Then we have the size of the image in width and height, and for each of which 16 bits are assigned, making for a maximum image size of 65536 x 65536 pixels.

To add a little more information about what the file is, the first 2 bytes of the header are set to an arbitrary value that identifies the format, and they can be checked by the decoder when first opening the file and avoid reading through the entire file at once. Additionally an ending string can be set for the header, indicating the start of the image.

Then we can start with the pixels’ information. Because the pixels cannot be sorted according to their position as normal pixels are, they are stored as they are generated during the compression process, so both its horizontal (PosX) and vertical (PosY) coordinates have to be specified. The next two values have the same size because a single pixel can be as big as the image, so the width (WPix) and height (HPix) of each pixel are specified too. The last 24 bits from equation 2 are for the 3-component vector in RGB colorspace with one byte for each of its elements as is usually done on other formats.

After all pixels have been written, it is convenient to have an ending string in case the data has to be restored from an unknown filesystem.

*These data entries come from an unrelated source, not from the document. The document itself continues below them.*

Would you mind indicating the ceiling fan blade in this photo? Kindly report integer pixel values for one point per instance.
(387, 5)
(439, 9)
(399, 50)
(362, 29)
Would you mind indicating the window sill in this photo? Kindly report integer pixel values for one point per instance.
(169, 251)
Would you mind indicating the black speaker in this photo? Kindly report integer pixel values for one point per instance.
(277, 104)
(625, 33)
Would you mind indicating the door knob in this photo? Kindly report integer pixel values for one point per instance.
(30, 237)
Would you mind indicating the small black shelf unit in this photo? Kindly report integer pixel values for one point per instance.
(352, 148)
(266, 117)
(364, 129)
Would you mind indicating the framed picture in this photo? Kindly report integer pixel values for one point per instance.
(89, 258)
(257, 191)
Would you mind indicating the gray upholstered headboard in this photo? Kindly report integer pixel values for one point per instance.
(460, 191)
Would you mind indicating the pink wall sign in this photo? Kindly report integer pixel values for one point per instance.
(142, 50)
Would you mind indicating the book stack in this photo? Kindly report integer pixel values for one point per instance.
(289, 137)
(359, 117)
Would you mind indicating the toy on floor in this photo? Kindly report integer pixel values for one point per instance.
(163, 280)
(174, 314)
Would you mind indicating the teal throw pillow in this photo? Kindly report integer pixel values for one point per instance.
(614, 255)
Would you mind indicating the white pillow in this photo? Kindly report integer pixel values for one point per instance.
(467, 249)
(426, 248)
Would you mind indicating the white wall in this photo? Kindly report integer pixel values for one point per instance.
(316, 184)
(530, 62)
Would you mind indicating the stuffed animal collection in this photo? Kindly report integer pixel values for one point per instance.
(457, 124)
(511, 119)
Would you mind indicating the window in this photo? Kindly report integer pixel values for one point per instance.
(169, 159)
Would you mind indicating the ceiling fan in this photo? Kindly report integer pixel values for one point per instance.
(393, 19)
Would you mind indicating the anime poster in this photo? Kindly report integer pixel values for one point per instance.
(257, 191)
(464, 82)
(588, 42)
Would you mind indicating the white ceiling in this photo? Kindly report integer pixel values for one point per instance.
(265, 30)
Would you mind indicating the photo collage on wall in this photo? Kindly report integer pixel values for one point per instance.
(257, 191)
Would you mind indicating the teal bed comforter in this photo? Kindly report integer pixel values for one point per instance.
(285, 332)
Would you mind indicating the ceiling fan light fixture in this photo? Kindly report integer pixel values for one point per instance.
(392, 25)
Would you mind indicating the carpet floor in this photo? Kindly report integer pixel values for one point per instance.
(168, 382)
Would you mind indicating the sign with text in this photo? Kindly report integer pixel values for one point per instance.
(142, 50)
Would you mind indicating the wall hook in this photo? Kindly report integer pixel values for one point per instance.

Thus, the proposed storing rules would look like this:

\0x20\0xB2IMG[Width][Height][BPP][NPix]\0xBEn0x70[PosX][PosY][WPix][HPix][R][G][B]......[WPix][R][G][B]\0xBE\0x71

Results

After running the algorithm against a set of 5 different images, which can be seen in the PDF version of the paper at the and of the post, the efficiency of the algorithm was measured. The source images were already compressed with the JPEG algorithm, so the size of an uncompressed image was estimated using the size of the image, supposing that every pixel occupies 3 bytes; so the file size would be 3·W·H bytes, where W is the width of the image and H is its height. As one would expect, the multipixel algorithm performs well when compressing images with very flat colors and not too many details. Both algorithms performed worst for the same image, and the multipixel algorithm performed the best for an image with very flat colors. The second worst image for the multipixel algorithm shows a very grainy region, which requires many different small pixels. The file sizes of the output images are shown in Fig. 1. Both algorithms show a very high compression ratio for the tested images, as can be seen in Fig. 2, averaging a 12.31 fold reduction in size for JPEG, and 10.23 for the multipixel algorithm, with a maximum of 25.6 fold and 19.1 and a minimum of 1.3 and 7.1 fold for the multipixel algorithm and JPEG, respectively.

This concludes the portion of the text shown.